Luigi on YARN + Scaling luigi

carol...@gmail.com

unread,

Aug 28, 2014, 11:48:12 AM8/28/14

to luigi...@googlegroups.com

Let's say I have to run 1000 tasks
FooTask(param1=1,param2=2)
FooTask(param1=10,param2=20)
...
FooTask(param1=100,param2=40)

every day (tasks are independent of each other) and I have a cluster with some machines. Luigi doesn't do resource management itself, but we already have YARN installed to run Map Reduce stuff (and the Luigi outputs are on places common to all the machines on the clusters, so if machine A has finished task T, machine B can see its output). It theoretically is possible to launch YARN containers for every luigi task (and then YARN figures out where to run it), right? Has anybody tried this already? I am also curious what technologies spotify itself uses to scale up luigi.

Thanks

df.rodr...@gmail.com

unread,

Aug 29, 2014, 11:05:49 AM8/29/14

to luigi...@googlegroups.com, carol...@gmail.com

That's a very interesting idea, you could also use something like Mesos (http://mesos.apache.org/) to distribute the workload on a Mesos cluster. I have never used YARN or Mesos and i am not sure how they compare, i have seen people doing a lot of Mesos lately.

There is a simpler solution that i have been using to some success. I have multiple boxes running a simple rabbitmq daemon reading from a queue that starts the luigi worker when it receives a message. The luigi worker connects to the luigi central scheduler that tells if another worker is executing the tasks so work is not done twice.

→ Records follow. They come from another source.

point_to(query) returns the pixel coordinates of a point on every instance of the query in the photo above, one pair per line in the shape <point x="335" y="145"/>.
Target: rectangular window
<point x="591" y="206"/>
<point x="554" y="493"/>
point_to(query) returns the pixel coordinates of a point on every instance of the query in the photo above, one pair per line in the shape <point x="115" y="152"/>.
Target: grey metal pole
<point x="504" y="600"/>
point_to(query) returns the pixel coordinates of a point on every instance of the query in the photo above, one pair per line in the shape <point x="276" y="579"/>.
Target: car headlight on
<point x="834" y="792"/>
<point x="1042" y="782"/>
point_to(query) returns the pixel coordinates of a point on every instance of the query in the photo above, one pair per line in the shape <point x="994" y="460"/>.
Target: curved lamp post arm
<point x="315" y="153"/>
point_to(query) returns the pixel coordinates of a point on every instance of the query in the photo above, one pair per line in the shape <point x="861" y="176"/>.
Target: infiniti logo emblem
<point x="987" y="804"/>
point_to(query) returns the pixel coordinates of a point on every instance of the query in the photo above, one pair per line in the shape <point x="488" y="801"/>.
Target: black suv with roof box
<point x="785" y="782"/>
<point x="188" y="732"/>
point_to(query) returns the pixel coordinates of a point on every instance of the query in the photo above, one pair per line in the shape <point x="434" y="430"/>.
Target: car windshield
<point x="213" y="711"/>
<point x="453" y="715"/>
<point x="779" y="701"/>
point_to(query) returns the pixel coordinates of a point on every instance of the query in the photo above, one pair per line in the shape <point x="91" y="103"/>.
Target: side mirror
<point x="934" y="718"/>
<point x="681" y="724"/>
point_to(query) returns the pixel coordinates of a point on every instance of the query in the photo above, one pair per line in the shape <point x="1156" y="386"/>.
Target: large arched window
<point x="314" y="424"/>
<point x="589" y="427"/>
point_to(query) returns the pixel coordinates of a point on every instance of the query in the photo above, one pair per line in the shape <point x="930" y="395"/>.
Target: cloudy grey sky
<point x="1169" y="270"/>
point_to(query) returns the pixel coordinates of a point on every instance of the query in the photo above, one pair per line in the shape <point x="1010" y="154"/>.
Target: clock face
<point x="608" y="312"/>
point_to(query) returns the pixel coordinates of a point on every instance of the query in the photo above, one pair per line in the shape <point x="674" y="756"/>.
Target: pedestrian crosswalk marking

I hacked the solution in a couple of days including a "master" node that is in charge of creating the rabbitmq messages in the correct format.

I have used with more 20 machines and its been working fine. The amount of messaging is minimal so i think it should scale relatively fine to more boxes.

My next plan is to do better routing in rabbitmq so specific tasks can be executed in specific boxes, right now there is only one type of worker.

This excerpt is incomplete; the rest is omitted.